Quoi qu'il en soit, le 27 juillet 1807, soixante coups de canon annonçaient à la capitale de la France que l'empereur était de retour. Quelques jours plus tard, au bruit des acclamations des peuples et du désespoir de l'Angleterre, il ouvrait la session législative et parlait en ces termes aux députés de l'empire :

De nouvelles guerres, de nouveaux triomphes, de nouveaux traités de paix ont changé la face de l'Europe politique. Dans tout ce que j'ai fait, j'ai eu uniquement en vue le bonheur de mes peuples, plus cher à mes yeux que ma propre gloire. Français ! je me suis senti fier d'être le premier parmi vous.
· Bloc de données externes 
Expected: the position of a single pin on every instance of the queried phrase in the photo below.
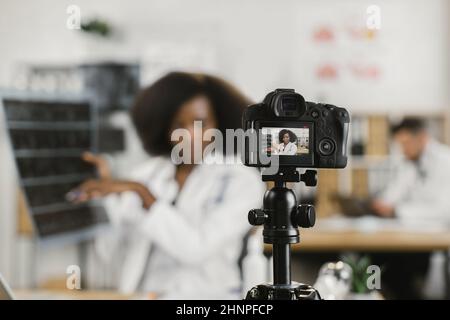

Vous êtes un bon et grand peuple !...

 

De nouveaux changements furent introduits dans les institutions. Le tribunat, quoique sans puissance, subsistait encore ; ce n'était qu'une ombre de représentation populaire, ce n'était qu'un mot ; mais au-dessous de cette ombre et de ce mot il y avait un précipice que l'empereur jugea dangereux et dont il voulut avoir raison en supprimant le tribunat lui-même. On effaça des actes officiels, et l'on cessa d'inscrire sur la monnaie ce nom de république qui durait encore : c'était mettre fin à une formule ironique qui ne trompait personne. On promulgua le code de commerce, et la cour des comptes fut créée pour juger en matière de finances et apurer les opérations des receveurs, payeurs, comptables de toute espèce en matière de dépense ou de perception. Une loi fut rendue qui prononçait l'extinction de la mendicité ; mais ce n'était là qu'un rêve non moins irréalisable que celui de Henri IV. Un sénatus-consulte du 1er mars 1808 rétablit la noblesse en France, et l'on vit reparaître les titres de barons et de chevaliers : déjà, comme nous l'avons vu plus haut, l'empereur avait préludé à cette mesure par l'institution des grands fiefs héréditaires. Les Jacobins s'empressèrent de solliciter des titres et des armoiries, et l'empereur, en les anoblissant, leur infligea un châtiment de plus. Ces hommes de sang avaient été cruels et impitoyables sous la terreur ; on les vit lâches et souples devant la vanité. Triste expérience qui ne servit guère au plus oublieux des peuples.